Despite the fact that the association of CVD incidence with all these clinical risk factors has been widely examined and acknowledged by several research teams at the individual- level, the present investigation has a strong added- value for the relevant literature, due to the implementation of the local statistical modelling approach. In particular, the specific approach is considered to be crucial when modelling the epidemiology of CVDs, as spatial data tend to be dependent on each other (Pfeiffer et al., 2008), while in addition to this, disease data tend to be also geographically heterogeneous (Anselin, 2010). Since the design and implementation of intervention programmes for tackling the burden of both CVDs and all of these clinical risk factors at the whole population level may be very costly (Santos et al., 2020), recognizing specific areas of a country where these associations are more pronounced, leads to the adaptation of more effective preventive programmes at the local extent (Abuya et al., 2010). Besides, the identification by GWR of how these risk factors and their relationship with CVD incidence vary spatially, can offer crucial insights to both hospital decision making, as well as to healthcare resource allocation, as it can lead to the best possible spatial distribution of the healthcare facilities and services (Gao et al., 2021; Pan et al., 2018).

Strengths and Limitations

To the best of our knowledge, this is one of the very first studies investigating the geographical variability of the sex and age-specific 10-year CVD incidence and its risk factors, at an aggregated municipal-level, in a highly urbanised area in Europe. One of the most significant strengths of the present work is the wide range of ages of the CVD free participants included in the baseline examination and tested for developing CVD during the decade, which is considered to be of crucial importance when addressing pathobiological hypotheses concerning primary CVD prevention. Another strength of the present work is the implementation of a local statistical modelling approach via the linear GWR analysis, which can provide useful insights to policymakers and decision makers, for both designing effective prevention programmes at a local level, as well as for efficiently distributing the available healthcare resources and services in areas where the studied relationships are stronger. In particular, by recognizing the specific areas where the CVD incidence rate is higher, as well as where its association with the clinical and other risk factors is more pronounced, more effective and less costly prevention programmes can be designed and implemented, focusing on the specific needs of each area’s population.

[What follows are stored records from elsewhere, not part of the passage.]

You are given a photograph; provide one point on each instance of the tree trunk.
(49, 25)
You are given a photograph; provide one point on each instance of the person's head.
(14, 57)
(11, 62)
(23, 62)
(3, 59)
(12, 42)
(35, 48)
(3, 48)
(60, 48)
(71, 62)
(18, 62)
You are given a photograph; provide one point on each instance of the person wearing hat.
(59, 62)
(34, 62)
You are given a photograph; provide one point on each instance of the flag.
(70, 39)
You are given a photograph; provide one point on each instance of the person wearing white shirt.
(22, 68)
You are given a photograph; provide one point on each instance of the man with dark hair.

However, the conclusions should be considered under some existing limitations, such as the fact that the lifestyle and the clinical risk factors data were aggregated at the municipality level by assuming a uniform distribution, yet it should be noted that this aggregation was permitted due to the fact that the ATTICA study sample was representative of the population residing in the Athens metropolitan area. Another potential limitation of the present work is the fact that the analysis was restricted to 40 out of 58 municipalities of the Attica region, yet the studied sample is representative of the whole population residing in the Athens metropolitan area. Finally, as far as the generalizability of the present findings is concerned, since the Athens metropolitan area is the most urbanised city in Greece, their generalizability could be done for areas in other European countries with similar characteristics.

Conclusions

In conclusion, the identification of areas where the intensity of the studied associations between the risk factors and the sex and age- specific 10-year CVD incidence is stronger, can be considered a crucial methodological aspect for the design and implementation of more effective CVD prevention programs at the community level, tailored made to specific needs of men and women, separately, as well as of different age groups, as by targeting the high-risk groups and areas a widespread reduction of CVD risk can be achieved.